General Carlos P. Romulo, who represented the Philippines as a nonvoting delegate in the U.S. House of Representatives, had been forced to leave his wife and four sons behind after the Japanese had put a price on his head in April 1942. Now, returning to his home in the Ermita district, he found it in ashes. The site was deserted. On the edge of his property he found a badly decomposed corpse that had been bayoneted. He recognized the dead
man as his next-door neighbor. Exploring the stricken neighborhood, Romulo ran into many people he knew. He rejoiced in their survival, but no one had word of his family, except that they had fled the capital. Inspecting the bodies strewn in the streets, Romulo found to his horror that he recognized many of their faces: “These were my neighbors and my friends whose tortured bodies I saw pushed into heaps on the Manila streets, their heads shaved, their hands tied behind their backs, and bayonet stabs running them through and through. This girl who looked up at me wordlessly, her young breasts crisscrossed with bayonet strokes, had been in school with my son.”54 (A week later, Romulo was reunited with his wife and children, who had all survived without injury.)
Even while fighting was still raging in the city, teams of lawyers, photographers, stenographers, translators, and doctors began the painstaking work of collecting documentary and eyewitness evidence of war crimes. Witnesses were interviewed, sworn testimony was recorded, prisoners were interrogated, survivors were examined, photographs were taken of the massacre sites, and captured Japanese documents were translated by the Allied Translator and Interpreter Section. In some cases, the perpetrators had attempted to cover up their handiwork with fire, but the atrocities were so numerous and widespread that there was much more evidence than could be practically collected. The files were soon bulging with damning evidence of systematic war crimes, collected with an intention of building a case that “the sack of Manila and its attendant horrors are not the act of a crazed garrison in a last-ditch, berserk defense but the coldly planned purpose of the Japanese high command.”55 (That case was not proven, but Yamashita would hang nonetheless.)

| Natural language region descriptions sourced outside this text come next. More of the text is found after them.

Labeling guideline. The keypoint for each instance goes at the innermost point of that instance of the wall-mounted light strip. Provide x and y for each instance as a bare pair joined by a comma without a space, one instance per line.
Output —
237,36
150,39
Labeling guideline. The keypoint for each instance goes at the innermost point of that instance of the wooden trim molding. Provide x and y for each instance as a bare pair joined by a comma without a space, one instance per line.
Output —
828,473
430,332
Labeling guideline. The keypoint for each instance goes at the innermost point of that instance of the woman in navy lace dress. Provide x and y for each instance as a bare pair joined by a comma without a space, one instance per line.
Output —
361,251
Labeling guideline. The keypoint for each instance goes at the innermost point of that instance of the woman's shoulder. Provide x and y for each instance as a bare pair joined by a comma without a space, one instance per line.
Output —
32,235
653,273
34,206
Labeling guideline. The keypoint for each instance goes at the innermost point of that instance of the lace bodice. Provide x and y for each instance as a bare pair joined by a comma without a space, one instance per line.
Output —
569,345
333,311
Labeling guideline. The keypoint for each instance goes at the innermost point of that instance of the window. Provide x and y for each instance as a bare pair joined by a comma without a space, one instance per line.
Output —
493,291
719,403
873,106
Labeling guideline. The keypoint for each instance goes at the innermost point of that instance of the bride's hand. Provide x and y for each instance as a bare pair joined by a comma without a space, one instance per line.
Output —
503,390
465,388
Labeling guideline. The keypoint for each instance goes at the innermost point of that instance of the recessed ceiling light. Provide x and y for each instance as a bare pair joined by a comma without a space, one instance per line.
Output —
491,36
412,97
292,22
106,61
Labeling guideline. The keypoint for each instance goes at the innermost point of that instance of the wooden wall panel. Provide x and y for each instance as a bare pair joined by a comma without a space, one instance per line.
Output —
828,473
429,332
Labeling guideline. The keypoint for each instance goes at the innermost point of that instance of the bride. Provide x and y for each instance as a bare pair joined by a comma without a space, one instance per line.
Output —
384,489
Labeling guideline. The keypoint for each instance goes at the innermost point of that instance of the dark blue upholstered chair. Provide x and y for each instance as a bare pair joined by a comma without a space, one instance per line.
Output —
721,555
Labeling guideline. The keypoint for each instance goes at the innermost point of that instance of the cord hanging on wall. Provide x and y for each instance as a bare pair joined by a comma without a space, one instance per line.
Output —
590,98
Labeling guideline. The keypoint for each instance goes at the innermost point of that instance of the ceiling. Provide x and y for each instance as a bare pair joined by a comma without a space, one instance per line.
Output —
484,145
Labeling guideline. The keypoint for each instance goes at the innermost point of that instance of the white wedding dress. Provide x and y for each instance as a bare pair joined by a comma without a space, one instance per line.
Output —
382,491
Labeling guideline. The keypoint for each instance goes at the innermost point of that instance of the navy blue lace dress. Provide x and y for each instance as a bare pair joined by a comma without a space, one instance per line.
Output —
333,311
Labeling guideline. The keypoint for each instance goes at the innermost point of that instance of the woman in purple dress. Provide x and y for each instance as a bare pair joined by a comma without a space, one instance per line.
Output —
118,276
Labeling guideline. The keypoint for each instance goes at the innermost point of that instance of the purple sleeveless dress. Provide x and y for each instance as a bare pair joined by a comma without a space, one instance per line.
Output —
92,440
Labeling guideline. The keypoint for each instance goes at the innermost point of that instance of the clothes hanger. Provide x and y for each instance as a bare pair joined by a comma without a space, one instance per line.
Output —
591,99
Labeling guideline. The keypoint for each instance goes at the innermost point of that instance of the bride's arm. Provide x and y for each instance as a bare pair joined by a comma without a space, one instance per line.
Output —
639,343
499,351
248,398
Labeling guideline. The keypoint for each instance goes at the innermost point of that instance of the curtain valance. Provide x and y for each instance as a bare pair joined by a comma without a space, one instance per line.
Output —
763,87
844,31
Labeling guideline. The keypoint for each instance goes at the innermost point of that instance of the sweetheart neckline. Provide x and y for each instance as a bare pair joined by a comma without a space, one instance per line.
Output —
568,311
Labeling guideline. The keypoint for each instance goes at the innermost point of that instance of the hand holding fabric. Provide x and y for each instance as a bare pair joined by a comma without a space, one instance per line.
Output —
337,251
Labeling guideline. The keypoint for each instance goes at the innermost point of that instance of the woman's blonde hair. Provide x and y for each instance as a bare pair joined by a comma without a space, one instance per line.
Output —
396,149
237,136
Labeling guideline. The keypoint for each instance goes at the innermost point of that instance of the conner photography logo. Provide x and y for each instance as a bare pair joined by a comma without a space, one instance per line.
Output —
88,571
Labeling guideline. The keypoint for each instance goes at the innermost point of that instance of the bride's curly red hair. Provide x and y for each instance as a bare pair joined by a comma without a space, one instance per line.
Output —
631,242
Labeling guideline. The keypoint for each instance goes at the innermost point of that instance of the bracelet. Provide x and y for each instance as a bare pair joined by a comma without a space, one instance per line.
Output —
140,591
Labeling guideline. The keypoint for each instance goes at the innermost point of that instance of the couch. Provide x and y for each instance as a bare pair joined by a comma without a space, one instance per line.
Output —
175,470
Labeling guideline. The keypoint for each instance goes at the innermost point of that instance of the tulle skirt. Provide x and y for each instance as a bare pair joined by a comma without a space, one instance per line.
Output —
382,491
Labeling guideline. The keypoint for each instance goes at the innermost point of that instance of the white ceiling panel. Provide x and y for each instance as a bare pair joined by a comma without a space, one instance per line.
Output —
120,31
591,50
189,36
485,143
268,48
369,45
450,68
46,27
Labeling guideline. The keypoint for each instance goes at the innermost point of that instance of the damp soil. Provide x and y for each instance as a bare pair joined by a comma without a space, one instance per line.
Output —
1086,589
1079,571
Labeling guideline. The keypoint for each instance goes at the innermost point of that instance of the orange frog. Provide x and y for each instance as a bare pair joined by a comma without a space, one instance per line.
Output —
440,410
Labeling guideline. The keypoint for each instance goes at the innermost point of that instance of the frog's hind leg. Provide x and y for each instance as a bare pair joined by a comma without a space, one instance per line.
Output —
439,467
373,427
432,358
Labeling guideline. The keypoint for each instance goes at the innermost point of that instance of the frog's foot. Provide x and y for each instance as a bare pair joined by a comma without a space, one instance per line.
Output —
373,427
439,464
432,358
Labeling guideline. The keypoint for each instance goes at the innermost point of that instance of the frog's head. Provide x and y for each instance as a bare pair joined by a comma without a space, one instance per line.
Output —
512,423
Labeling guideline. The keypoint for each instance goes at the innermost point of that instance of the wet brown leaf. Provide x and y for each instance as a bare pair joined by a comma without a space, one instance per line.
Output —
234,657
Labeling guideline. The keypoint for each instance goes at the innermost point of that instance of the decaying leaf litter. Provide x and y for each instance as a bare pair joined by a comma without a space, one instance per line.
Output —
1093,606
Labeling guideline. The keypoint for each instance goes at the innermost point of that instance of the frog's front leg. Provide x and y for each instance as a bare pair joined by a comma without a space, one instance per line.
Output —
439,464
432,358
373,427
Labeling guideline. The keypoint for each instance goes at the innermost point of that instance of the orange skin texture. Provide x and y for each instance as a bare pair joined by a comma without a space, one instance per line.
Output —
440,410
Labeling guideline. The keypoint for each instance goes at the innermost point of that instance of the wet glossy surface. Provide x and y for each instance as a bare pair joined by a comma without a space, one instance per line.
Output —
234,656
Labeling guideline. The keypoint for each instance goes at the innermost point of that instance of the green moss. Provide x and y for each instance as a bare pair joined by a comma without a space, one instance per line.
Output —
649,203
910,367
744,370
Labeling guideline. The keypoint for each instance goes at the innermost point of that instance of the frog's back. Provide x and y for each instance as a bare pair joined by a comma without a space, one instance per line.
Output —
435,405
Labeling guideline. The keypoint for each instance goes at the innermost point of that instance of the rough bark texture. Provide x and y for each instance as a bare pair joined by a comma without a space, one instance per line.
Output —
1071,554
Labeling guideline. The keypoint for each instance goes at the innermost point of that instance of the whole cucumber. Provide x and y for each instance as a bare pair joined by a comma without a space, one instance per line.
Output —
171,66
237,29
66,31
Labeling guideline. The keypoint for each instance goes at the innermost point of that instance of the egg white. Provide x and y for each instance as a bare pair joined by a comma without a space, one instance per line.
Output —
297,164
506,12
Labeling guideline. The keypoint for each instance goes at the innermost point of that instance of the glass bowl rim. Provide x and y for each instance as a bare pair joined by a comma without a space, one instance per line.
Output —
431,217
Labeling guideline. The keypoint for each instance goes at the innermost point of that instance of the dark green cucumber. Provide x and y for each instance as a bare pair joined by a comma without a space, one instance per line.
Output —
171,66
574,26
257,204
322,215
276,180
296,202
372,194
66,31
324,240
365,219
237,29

If it had all gone differently—if the Japanese had committed no atrocities and released the civilians unharmed—a last-ditch fight for Manila might have aroused the begrudging admiration of their enemies. After all, the Americans had their own anti-surrender traditions and lore—the Alamo, Captain James Lawrence’s “Don’t give up the ship,” and (much more recently) General Anthony McAuliffe’s one-word reply to a German surrender demand at Bastogne: “Nuts.” But the systematic rape, torture, and massacre of innocents stripped the fight of its honor. Three-quarters of a century later, the Japanese performance in Manila is admired by no one in the world, save a handful of unregenerate mythmakers on the Japanese right.